Second, Netayanhu is wrong to say that the world have never seen such a "fanatical regime" with nuclear weapons. Iran's government has many unsavoury qualities, and President Mahmoud Ahmadinejad has said some stupid and offensive things about the Holocaust and about Israel. But "fanatical?" By historic standards Iran's government isn't even in the top rank, and its foreign policy behavior is hardly irrational. Joseph Stalin was an even greater mass murderer than Adolf Hitler, and his successors were ruthless, ideologically-driven men with scant regard for human life. They had a large nuclear arsenal, and yet we managed to wage and win the Cold War against them anyway. Similarly, Mao Zedong was directly responsible for millions of deaths, and he also made a number of shockingly cavalier remarks about nuclear war. Indeed, Secretary of State Dean Rusk once told a Congressional committee that "a country whose behavior is as violent, irascible, unyielding and hostile as that of Communist China is led by leaders whose view of the world and of life itself is unreal." Yet Mao had the bomb and never used it; indeed, Chinese nuclear weapons policy has been quite circumspect for over forty years.

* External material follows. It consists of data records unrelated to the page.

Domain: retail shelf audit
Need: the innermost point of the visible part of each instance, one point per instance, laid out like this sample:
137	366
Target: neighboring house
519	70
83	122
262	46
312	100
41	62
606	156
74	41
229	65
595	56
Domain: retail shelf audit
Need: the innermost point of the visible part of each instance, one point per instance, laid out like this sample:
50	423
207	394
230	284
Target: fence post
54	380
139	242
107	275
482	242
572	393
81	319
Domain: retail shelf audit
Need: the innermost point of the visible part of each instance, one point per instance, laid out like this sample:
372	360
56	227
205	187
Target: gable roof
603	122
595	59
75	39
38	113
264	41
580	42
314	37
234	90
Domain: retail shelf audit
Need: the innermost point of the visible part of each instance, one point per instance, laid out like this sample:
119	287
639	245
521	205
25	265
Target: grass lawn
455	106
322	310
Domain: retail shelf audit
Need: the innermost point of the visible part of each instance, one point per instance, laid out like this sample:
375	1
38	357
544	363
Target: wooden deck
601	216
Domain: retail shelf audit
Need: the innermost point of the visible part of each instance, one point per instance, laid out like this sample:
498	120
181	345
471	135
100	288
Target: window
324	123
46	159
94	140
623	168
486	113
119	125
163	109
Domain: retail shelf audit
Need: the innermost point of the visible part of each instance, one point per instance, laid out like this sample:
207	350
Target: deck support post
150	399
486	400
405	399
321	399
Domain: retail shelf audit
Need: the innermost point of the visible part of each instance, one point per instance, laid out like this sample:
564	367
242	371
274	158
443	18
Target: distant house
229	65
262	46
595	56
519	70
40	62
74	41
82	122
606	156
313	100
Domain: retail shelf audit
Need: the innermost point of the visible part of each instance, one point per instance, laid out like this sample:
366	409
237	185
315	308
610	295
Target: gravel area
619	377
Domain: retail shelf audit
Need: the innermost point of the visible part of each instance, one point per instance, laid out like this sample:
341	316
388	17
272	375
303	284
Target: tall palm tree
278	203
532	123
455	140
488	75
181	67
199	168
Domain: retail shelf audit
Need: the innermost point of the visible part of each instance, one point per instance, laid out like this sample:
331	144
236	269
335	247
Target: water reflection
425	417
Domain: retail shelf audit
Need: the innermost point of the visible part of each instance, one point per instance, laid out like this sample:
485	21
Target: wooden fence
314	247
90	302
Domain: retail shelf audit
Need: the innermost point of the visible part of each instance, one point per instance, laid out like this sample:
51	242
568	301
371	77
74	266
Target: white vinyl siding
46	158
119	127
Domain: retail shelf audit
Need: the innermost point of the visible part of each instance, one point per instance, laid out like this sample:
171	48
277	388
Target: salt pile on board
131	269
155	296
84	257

Third, it is remarkably self-centered for Netanyahu to declare Iran's program to be a greater challenge than the global recession. The economic crisis is already harming many millions of people around the world, and it is likely to have an enduring impact on how millions of people -- even billions -- live their lives. It will lower life expectancy, alter life-opportunities, change demographic patterns, and affect the tenor of politics in many places, probably for the worse. Just look at all the social and political ills spawned by the Great Depression and you get some idea what a protracted global recession might do today. Even if Iran did get nuclear weapons someday, that is mostly a regional problem rather than a global one. Iran's neighbors would have legitimate concerns, but does Netanyahu really think that this is a bigger issue than the world economy for the leaders of Brazil, Canada, Indonesia, Norway, Japan, China, Chile, South Africa, or New Zealand?

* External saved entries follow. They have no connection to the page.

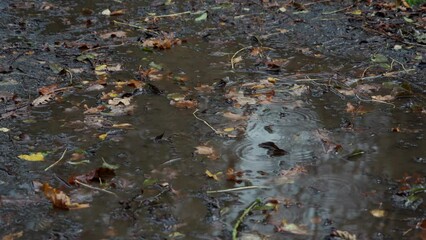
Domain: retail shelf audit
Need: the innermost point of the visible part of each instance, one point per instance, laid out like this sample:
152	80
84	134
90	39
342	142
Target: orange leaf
59	199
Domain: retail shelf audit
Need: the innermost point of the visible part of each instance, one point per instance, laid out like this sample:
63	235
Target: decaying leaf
383	98
205	150
184	103
379	213
47	89
288	176
59	199
43	99
292	228
99	174
117	34
13	236
116	101
273	149
166	41
214	176
234	117
33	157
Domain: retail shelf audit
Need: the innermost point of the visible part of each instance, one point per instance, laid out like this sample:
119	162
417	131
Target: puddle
316	183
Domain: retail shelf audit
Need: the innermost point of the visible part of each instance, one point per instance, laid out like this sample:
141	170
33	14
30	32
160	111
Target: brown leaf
13	236
47	89
99	174
234	117
59	199
184	103
43	99
117	34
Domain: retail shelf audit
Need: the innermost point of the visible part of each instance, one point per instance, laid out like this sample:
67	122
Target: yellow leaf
378	213
103	136
4	129
211	175
228	129
33	157
122	125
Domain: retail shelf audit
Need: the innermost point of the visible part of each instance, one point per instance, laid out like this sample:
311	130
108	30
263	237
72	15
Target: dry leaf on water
235	117
43	99
59	199
33	157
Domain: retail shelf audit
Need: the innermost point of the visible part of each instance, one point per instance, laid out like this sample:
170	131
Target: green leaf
202	17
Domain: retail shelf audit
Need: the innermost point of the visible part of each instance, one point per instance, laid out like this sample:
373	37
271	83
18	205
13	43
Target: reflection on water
333	192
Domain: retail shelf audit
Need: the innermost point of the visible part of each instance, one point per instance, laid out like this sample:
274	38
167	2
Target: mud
326	165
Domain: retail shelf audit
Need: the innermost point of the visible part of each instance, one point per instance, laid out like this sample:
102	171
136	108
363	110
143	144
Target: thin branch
236	53
55	163
238	189
205	122
96	188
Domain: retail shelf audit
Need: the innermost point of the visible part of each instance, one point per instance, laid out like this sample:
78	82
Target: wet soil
318	108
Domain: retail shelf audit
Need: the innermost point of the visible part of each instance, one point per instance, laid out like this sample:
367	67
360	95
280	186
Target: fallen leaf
202	17
13	236
43	99
214	176
292	228
103	136
3	129
122	125
234	117
117	34
48	89
383	98
184	103
378	213
59	199
204	150
273	150
98	174
116	101
33	157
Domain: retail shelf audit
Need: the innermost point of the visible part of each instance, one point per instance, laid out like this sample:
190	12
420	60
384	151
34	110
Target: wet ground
312	112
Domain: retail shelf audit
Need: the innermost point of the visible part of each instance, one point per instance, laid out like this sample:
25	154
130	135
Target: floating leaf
98	174
292	228
33	157
103	136
214	176
3	129
378	213
356	12
43	99
59	199
273	150
202	17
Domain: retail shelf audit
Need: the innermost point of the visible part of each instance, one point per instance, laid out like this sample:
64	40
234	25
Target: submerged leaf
59	199
33	157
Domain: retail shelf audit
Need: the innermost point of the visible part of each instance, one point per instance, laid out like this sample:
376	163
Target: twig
339	10
241	218
372	100
235	54
95	188
177	14
238	189
205	122
54	164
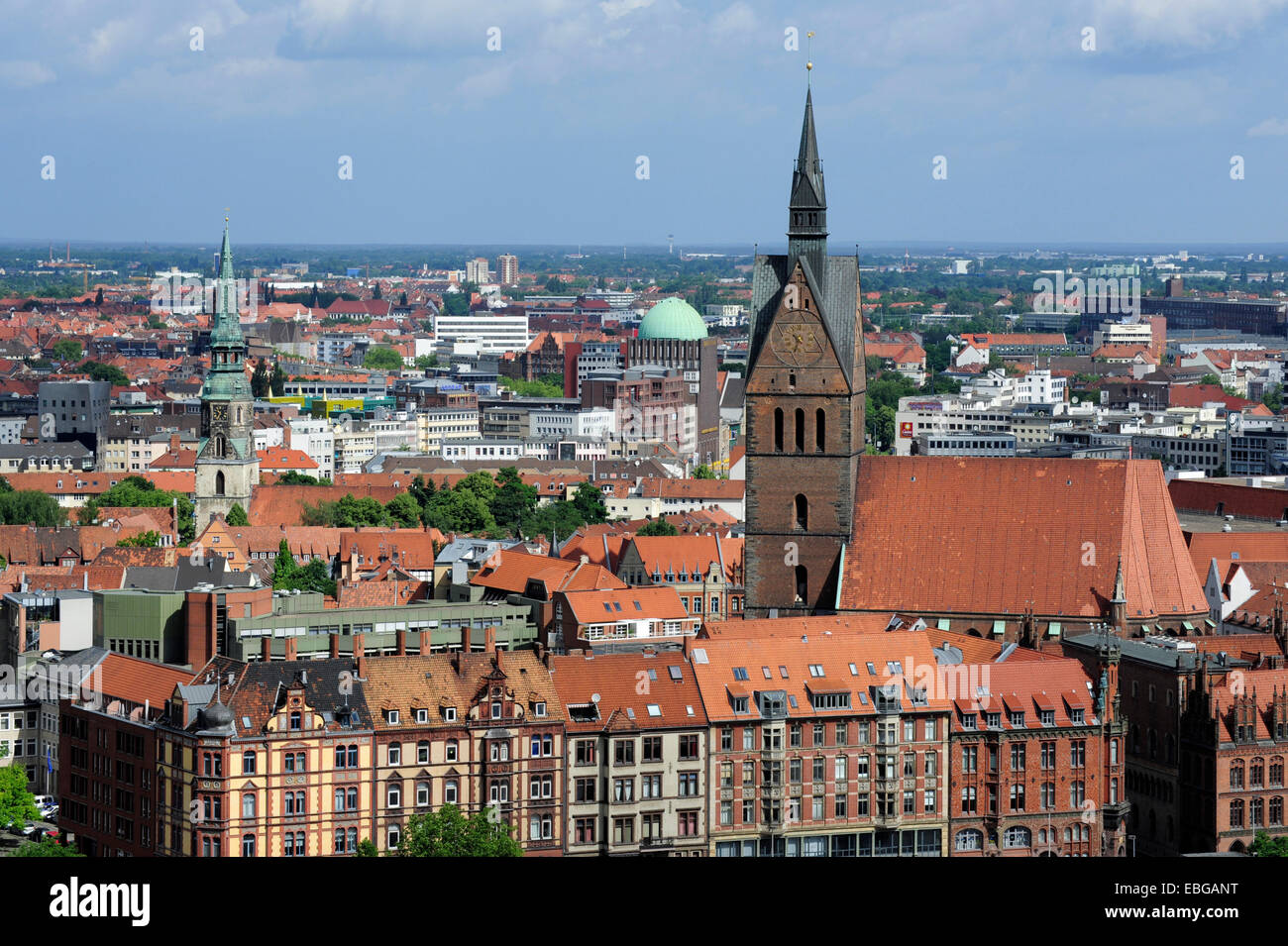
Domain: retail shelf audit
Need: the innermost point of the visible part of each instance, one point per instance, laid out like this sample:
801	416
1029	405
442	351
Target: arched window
1018	837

Fourth, let's not forget that Israel has several hundred nuclear weapons of its own, and Israel's American ally has several thousand of them. If Iran were to acquire a few nuclear weapons someday, it could not use them without triggering its own destruction. Iran's government may support terrorist groups like Islamic Jihad that employ suicide bombers, but Iran's leaders show no signs of being suicidal themselves.

Finally, the more panicked people sound about the prospect of an Iranian arsenal, the more that Iranians might falsely conclude that getting a few bombs might actually give them a lot of leverage. This sort of overheated rhetoric may also convince some Israelis that an Iranian bomb would be an existential threat and convince them to leave, which in turn might give some Iranians an additional reason to pursue that option. Ironically, by portraying a legitimate security concern as an imminent peril, Netanyahu and others of his ilk may in fact be undermining Israel's long-term future.

Netanyahu's remarks may help him win more votes back in Israel, but my guess is that didn't win him much sympathy in Davos. To a sophisticated crowd with a global perspective, I'll bet it sounded like special pleading, which is precisely what it was.